8 Replies Latest reply on Mar 16, 2018 10:09 AM by wdormann

    Trouble with getting amdgpu drivers working with Vega on Ubuntu 16.04.3

    wdormann

      Hi folks,

      I've been having a difficult time getting the drivers working (so that I can use OpenCL) on my Ubuntu 16.04.3 system with a Vega RX 64.  I'm using the 17.40 drivers.  For starters:

      The drivers do not work with a clean Ubuntu 16.04.3 install.  The reason:  Ubuntu 16.04.3 does not install with the Hardware Enablement Stack enabled by default.  If you want any hope of getting the drivers (even to just run X) working, you must run:

      sudo apt install --install-recommends linux-generic-hwe-16.04 xserver-xorg-hwe-16.04

      If you don't do this, you'll get warnings about ABI mismatches.  And if you disable ABI version checking in your xorg.conf file, you'll just end up crashing X.  This should be very clearly documented in the install guide.  But better yet, the installer for amdgpu-pro should enforce that the system has HWE.  Otherwise, users are going to be pulling their hair out!

       

      Now, after I did the above I was able to get X working, but clinfo simply crashes:

       

      $ env LLVM_BIN=/opt/amdgpu-pro/bin /opt/amdgpu-pro/bin/clinfo

      terminate called after throwing an instance of 'cl::Error'

        what():  clGetPlatformIDs

      Aborted (core dumped)

       

      I've rebooted and subsequently installed rocm as the install guide recommends:

      sudo apt install -y rocm-amdgpu-pro

       

      I'm not sure that it's any help, but here's gdb info for the crash:

       

      $ gdb $LLVM_BIN/clinfo

      GNU gdb (Ubuntu 7.11.1-0ubuntu1~16.5) 7.11.1

      Copyright (C) 2016 Free Software Foundation, Inc.

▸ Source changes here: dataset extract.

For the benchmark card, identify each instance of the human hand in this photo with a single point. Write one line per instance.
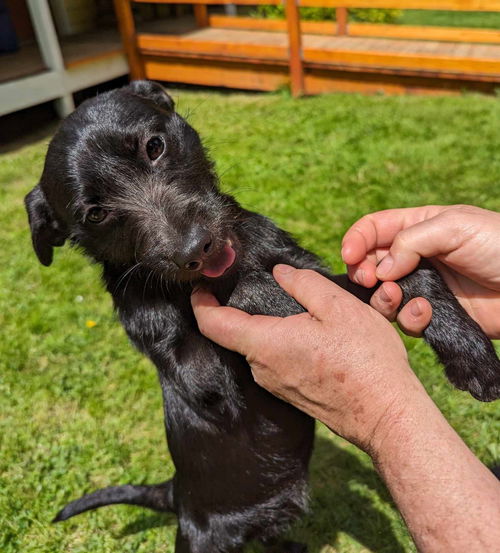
(463, 242)
(354, 377)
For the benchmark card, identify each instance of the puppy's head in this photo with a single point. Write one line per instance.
(128, 180)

      License GPLv3+: GNU GPL version 3 or later <http://gnu.org/licenses/gpl.html>

      This is free software: you are free to change and redistribute it.

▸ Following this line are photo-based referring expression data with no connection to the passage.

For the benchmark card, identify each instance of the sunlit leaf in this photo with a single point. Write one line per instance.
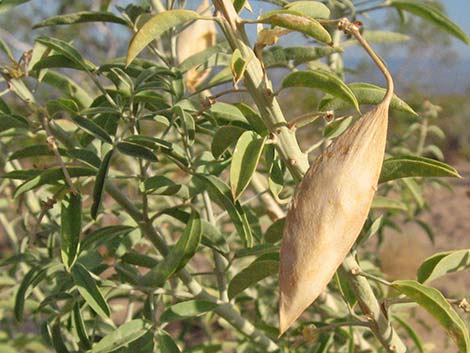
(122, 336)
(322, 80)
(155, 27)
(70, 228)
(434, 302)
(432, 15)
(442, 263)
(99, 184)
(295, 21)
(314, 9)
(187, 309)
(81, 17)
(365, 94)
(89, 291)
(414, 166)
(244, 161)
(251, 275)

      There is NO WARRANTY, to the extent permitted by law.  Type "show copying"

      and "show warranty" for details.

      This GDB was configured as "x86_64-linux-gnu".

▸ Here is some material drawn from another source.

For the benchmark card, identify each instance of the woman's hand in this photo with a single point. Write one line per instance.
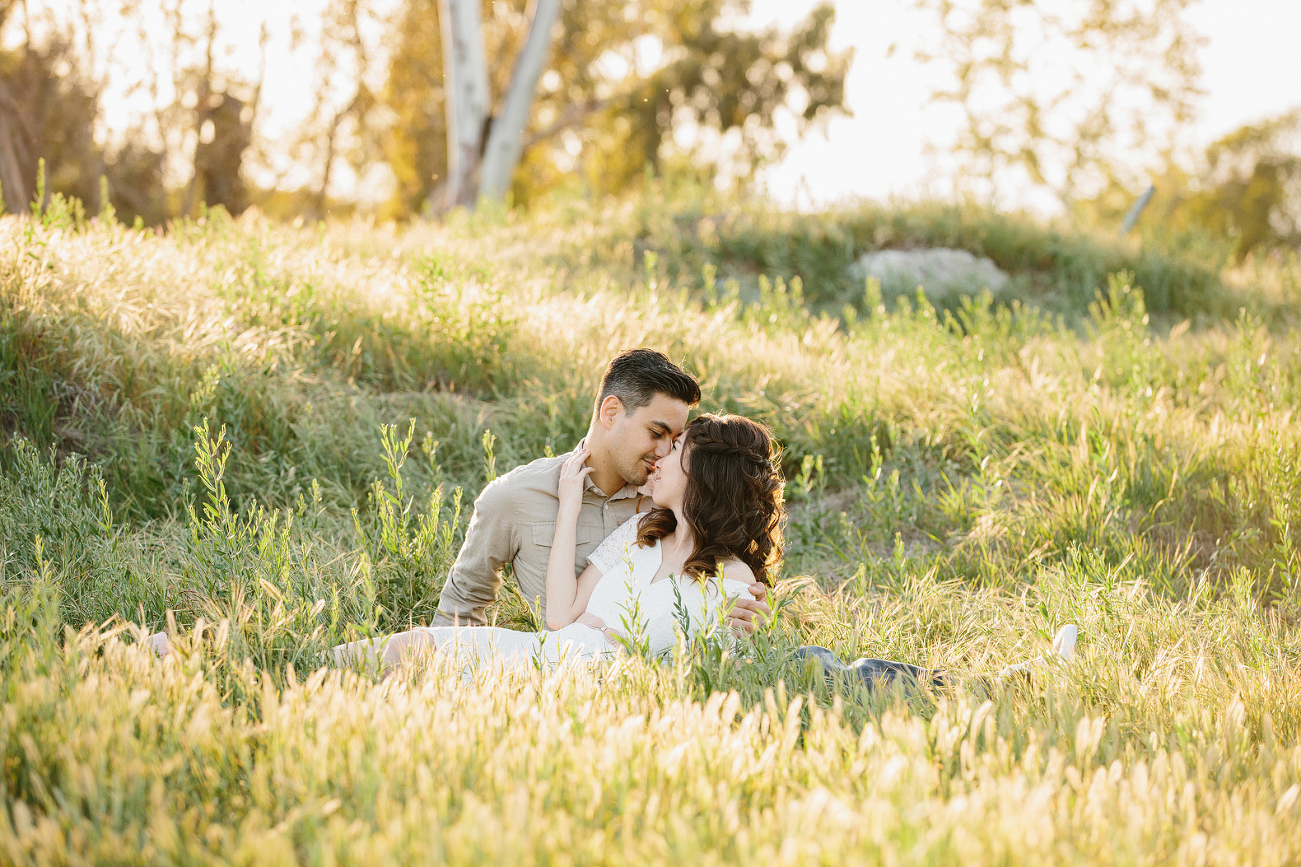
(573, 481)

      Type "show configuration" for configuration details.

      For bug reporting instructions, please see:

      <http://www.gnu.org/software/gdb/bugs/>.

      Find the GDB manual and other documentation resources online at:

      <http://www.gnu.org/software/gdb/documentation/>.

      For help, type "help".

      Type "apropos word" to search for commands related to "word"...

      Reading symbols from /opt/amdgpu-pro/bin/clinfo...(no debugging symbols found)...done.

      (gdb) r

      Starting program: /opt/amdgpu-pro/bin/clinfo

      [Thread debugging using libthread_db enabled]

      Using host libthread_db library "/lib/x86_64-linux-gnu/libthread_db.so.1".

      terminate called after throwing an instance of 'cl::Error'

        what():  clGetPlatformIDs

       

      Program received signal SIGABRT, Aborted.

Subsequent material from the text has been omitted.